Über Naturgärten. Ideengeschichte und kritische Retroperspektive sowie Bedeutung für die heutige Landschaftsarchitektur.

Anja Löbbecke

Abstract: Einen Gestaltungsansatz namens „Naturgarten“ gibt es bereits seit Anfang des 19. Jahrhunderts, als der Begriff synonym für den englischen Landschaftsgarten benutzt wurde. Als sich Anfang des 20. Jahrhunderts die Wissenschaft der ökologie etabliert, wird auch die Naturgartenidee davon geprägt: Zum Beispiel entwickelt Reinhold Tüxen Parks nach pflanzensoziologischen Gesellschaften, Jac. P. Thijsse und Eli Heimanns entwerfen in den Niederlanden „instructive Natuurtuinen“ mit Miniatur-Landschaftsausschnitten und Willy Lange befürwortet einen „naturlichen Garten“, in welchem Pflanzen nach biologisch-physiognomischen Auswahlkriterien heimische Natur inszenieren.

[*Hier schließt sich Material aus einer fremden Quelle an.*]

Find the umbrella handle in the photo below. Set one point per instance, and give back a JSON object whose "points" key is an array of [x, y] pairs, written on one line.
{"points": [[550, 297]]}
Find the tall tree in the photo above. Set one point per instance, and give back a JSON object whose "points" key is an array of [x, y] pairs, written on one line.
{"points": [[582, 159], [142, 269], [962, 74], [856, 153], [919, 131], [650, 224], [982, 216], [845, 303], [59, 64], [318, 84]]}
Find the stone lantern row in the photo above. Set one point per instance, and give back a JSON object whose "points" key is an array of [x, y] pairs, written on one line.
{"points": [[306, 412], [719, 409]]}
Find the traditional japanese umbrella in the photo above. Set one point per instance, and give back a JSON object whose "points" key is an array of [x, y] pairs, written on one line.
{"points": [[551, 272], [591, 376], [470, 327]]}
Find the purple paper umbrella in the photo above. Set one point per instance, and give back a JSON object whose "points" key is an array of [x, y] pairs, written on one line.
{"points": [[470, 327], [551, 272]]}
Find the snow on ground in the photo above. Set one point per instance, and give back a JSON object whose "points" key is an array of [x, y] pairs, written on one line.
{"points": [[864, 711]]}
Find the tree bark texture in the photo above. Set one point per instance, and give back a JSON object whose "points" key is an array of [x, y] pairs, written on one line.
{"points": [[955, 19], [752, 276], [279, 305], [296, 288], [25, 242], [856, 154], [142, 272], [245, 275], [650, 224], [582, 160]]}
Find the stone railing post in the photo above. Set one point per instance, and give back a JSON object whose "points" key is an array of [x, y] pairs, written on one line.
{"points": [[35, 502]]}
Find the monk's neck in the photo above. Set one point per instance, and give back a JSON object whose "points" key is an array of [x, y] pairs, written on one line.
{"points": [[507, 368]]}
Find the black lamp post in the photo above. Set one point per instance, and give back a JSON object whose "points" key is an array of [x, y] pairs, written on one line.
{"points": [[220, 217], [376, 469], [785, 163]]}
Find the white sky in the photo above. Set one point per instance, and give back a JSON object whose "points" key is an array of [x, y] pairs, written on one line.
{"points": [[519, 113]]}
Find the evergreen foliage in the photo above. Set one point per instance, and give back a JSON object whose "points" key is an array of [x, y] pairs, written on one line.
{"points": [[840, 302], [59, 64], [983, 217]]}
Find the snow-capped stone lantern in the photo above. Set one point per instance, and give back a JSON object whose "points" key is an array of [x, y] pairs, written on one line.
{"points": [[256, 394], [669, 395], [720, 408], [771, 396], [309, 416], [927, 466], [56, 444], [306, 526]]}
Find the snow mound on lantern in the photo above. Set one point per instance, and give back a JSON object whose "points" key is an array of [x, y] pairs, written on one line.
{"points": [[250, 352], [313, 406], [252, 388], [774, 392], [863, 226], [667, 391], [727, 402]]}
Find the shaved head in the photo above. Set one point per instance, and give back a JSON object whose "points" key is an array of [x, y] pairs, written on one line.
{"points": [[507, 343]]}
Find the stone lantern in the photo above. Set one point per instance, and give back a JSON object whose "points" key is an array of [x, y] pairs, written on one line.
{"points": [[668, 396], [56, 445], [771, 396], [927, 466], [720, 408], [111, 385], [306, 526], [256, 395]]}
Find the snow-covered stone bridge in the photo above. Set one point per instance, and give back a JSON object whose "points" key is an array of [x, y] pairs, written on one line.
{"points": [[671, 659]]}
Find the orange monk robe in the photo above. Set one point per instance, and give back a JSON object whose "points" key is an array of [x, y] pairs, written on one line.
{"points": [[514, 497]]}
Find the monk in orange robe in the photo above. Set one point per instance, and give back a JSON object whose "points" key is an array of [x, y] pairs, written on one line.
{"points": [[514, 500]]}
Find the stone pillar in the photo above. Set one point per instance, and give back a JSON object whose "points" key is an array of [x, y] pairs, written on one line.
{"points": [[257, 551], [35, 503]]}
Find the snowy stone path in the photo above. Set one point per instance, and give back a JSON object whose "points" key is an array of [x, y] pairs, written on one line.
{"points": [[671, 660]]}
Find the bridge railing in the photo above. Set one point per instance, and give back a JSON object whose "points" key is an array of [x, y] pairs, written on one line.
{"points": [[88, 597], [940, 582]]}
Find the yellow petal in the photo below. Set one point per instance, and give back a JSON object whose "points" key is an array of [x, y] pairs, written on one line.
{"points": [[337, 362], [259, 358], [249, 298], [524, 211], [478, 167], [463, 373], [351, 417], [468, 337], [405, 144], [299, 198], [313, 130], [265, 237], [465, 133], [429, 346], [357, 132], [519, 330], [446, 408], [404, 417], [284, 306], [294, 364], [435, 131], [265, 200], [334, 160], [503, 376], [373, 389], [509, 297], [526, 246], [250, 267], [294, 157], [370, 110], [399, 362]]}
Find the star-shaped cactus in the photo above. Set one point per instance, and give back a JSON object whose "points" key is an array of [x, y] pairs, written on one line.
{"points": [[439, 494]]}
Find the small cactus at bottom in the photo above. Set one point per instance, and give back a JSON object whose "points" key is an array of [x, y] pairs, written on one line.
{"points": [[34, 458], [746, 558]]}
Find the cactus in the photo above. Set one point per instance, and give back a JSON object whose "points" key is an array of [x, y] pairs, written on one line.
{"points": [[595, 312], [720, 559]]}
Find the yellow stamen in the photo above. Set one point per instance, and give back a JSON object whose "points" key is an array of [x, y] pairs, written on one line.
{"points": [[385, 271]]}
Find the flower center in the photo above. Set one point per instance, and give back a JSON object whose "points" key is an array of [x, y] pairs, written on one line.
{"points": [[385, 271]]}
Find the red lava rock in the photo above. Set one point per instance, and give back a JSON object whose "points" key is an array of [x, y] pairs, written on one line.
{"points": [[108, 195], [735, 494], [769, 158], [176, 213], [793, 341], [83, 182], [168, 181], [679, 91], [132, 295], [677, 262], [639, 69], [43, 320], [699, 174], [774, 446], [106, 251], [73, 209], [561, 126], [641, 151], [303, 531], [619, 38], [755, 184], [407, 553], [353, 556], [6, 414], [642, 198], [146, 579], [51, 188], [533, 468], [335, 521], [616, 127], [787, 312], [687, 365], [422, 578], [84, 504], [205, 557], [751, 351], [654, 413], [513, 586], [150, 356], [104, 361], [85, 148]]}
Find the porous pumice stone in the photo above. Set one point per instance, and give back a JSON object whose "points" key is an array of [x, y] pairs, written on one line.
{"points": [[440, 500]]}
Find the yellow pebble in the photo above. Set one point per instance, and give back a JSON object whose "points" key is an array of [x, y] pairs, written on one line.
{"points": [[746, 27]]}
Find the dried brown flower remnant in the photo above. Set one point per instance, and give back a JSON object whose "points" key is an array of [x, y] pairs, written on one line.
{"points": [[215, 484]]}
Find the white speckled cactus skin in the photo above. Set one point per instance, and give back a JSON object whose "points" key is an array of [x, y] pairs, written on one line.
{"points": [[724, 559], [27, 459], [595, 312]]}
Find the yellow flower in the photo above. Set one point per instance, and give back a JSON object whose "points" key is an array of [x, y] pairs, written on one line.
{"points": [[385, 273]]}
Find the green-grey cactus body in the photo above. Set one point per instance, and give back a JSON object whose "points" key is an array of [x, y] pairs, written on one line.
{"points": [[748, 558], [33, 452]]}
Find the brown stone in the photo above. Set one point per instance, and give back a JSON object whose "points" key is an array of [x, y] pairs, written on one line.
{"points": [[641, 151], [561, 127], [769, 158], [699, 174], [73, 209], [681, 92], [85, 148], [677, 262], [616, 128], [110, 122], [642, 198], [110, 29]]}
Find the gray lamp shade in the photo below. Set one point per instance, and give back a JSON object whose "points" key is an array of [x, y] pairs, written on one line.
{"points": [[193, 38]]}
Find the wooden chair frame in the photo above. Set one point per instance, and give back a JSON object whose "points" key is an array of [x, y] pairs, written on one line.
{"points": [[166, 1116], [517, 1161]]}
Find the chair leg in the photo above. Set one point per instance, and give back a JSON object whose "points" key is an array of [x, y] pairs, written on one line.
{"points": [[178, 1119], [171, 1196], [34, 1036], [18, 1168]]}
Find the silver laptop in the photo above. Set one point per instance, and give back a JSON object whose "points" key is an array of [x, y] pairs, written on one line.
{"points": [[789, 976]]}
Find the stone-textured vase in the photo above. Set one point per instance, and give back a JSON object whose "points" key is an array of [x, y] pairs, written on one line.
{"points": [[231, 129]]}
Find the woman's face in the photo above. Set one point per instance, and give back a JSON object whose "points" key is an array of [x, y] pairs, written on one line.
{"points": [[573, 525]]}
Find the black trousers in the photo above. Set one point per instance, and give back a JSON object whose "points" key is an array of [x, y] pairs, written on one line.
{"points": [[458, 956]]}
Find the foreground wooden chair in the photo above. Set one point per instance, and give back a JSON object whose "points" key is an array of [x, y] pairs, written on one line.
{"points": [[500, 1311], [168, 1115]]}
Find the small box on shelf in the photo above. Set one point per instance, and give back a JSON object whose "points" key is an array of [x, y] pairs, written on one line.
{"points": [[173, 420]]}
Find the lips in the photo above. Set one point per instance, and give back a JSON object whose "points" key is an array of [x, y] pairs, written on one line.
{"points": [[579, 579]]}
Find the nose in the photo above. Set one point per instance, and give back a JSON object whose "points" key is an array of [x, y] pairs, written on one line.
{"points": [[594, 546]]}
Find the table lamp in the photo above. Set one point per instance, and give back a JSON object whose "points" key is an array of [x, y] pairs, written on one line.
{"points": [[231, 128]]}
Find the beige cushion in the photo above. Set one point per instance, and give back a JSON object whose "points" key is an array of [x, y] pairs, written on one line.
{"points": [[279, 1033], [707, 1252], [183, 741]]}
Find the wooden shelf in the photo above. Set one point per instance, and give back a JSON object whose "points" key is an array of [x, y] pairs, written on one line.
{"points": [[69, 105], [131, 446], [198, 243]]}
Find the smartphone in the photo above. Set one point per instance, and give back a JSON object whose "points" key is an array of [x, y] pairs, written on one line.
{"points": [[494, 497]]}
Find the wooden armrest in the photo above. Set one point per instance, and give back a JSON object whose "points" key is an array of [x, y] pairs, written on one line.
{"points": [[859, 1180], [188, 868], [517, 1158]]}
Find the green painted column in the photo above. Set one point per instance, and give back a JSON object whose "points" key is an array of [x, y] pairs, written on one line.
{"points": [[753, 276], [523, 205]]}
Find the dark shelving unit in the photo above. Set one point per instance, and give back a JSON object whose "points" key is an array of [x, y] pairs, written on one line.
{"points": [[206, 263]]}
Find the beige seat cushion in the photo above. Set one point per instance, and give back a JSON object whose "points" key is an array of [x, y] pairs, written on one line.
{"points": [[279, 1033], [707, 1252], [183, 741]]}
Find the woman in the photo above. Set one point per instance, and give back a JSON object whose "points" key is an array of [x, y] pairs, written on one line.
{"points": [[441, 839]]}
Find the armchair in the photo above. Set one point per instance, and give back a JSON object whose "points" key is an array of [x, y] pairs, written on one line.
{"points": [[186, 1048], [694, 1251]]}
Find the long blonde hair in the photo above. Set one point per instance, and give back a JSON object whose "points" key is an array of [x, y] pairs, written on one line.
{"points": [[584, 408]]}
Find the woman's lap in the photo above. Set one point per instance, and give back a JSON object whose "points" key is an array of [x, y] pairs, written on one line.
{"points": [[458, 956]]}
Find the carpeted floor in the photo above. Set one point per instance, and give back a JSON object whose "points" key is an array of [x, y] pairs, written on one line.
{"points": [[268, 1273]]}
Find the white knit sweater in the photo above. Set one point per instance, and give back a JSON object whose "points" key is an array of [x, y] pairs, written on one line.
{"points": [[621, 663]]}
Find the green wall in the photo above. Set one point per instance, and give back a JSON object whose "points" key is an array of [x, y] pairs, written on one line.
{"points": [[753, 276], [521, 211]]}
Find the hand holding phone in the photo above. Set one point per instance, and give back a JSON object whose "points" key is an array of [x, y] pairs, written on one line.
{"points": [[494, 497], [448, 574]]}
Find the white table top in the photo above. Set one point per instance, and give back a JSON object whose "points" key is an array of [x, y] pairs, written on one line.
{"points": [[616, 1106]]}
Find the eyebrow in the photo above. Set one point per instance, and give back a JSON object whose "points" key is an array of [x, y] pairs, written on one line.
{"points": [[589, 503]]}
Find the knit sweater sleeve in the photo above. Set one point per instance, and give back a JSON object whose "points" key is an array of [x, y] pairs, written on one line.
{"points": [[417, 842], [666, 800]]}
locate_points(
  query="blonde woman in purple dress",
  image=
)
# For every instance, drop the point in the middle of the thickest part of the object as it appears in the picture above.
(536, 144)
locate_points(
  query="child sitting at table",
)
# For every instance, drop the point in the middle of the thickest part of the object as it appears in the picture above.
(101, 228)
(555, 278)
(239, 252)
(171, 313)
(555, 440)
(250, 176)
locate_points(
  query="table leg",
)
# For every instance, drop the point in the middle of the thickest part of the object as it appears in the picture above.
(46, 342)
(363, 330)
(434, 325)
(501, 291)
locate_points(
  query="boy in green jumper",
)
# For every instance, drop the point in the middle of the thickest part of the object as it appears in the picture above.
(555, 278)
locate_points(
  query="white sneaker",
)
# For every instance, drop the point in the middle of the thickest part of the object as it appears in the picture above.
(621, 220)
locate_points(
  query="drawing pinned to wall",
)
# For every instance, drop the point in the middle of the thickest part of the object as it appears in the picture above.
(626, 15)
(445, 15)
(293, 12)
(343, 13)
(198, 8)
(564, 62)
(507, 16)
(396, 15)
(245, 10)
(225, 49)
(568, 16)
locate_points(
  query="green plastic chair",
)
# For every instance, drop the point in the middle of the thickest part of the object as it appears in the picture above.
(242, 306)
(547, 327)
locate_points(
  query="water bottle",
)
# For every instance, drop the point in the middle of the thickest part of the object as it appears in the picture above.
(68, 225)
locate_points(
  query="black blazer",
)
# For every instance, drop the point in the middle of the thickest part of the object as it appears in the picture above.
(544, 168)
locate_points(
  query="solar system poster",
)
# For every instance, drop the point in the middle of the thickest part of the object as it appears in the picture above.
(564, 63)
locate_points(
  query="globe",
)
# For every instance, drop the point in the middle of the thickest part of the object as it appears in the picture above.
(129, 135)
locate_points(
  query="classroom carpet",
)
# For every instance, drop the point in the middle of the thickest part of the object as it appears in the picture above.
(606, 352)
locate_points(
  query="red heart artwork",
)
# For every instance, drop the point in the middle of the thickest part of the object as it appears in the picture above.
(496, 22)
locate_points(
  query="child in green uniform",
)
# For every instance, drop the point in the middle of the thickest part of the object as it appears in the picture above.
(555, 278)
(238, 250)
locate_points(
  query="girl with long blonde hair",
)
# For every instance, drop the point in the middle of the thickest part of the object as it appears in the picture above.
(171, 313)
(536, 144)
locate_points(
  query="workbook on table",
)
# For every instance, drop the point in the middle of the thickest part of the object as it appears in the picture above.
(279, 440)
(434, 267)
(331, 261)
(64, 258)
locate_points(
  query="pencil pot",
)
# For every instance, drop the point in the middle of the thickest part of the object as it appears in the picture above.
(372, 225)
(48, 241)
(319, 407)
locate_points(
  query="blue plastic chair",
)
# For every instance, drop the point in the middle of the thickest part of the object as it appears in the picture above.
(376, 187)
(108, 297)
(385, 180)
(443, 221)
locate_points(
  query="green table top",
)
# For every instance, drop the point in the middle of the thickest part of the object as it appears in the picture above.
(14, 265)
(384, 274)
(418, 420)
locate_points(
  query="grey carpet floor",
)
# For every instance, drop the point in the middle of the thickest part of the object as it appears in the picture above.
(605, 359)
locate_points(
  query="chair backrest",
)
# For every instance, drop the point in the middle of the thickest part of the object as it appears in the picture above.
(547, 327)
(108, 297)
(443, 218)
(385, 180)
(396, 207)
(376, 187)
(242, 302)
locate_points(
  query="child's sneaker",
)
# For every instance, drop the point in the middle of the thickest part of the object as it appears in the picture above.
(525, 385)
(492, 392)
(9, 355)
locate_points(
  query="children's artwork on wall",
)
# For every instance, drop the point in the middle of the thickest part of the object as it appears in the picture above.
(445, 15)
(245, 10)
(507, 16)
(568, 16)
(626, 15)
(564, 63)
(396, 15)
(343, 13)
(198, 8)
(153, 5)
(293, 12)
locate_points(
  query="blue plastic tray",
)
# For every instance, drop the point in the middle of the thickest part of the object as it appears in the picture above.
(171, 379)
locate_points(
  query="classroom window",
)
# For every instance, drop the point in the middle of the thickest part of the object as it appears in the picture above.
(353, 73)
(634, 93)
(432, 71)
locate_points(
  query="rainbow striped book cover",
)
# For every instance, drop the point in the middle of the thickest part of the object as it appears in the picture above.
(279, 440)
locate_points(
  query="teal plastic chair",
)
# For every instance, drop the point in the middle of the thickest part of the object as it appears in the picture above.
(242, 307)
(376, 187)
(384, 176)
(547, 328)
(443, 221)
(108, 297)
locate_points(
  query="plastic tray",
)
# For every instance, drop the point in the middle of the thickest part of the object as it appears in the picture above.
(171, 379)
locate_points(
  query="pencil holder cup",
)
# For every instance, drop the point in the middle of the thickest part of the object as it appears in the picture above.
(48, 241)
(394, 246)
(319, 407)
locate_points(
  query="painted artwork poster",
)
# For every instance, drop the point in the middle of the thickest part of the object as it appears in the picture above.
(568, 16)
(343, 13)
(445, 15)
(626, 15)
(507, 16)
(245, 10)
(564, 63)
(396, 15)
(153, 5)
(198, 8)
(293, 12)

Der Begriff „Naturgarten“ wird jedoch erst in den 1970er und 80er-Jahren populär, als sich im Zuge des erwachenden ökologischen Bewusstseins der Künstler Louis G. Le Roy und der Biologe Urs Schwarz mit Natur im Garten auseinandersetzen. Obwohl der eine die Dynamik der Natur künstlerisch thematisiert, der andere hingegen Landschaftsschutz-Prinzipien auf den Privatgarten überträgt, werden beide als „die“ Naturgärtner bekannt. Diese frühen Ansätze rücken zunächst aus dem Fokus, obwohl sie eine Fortsetzung finden: Nach Vorbild der „Wildnisgartenkunst“ von Karl Foerster entwickelt der Weihenstephaner Professor Richard Hansen die Staudenverwendung mit seinen „Lebensgemeinschaften“ weiter, die heute noch Verwendung findet.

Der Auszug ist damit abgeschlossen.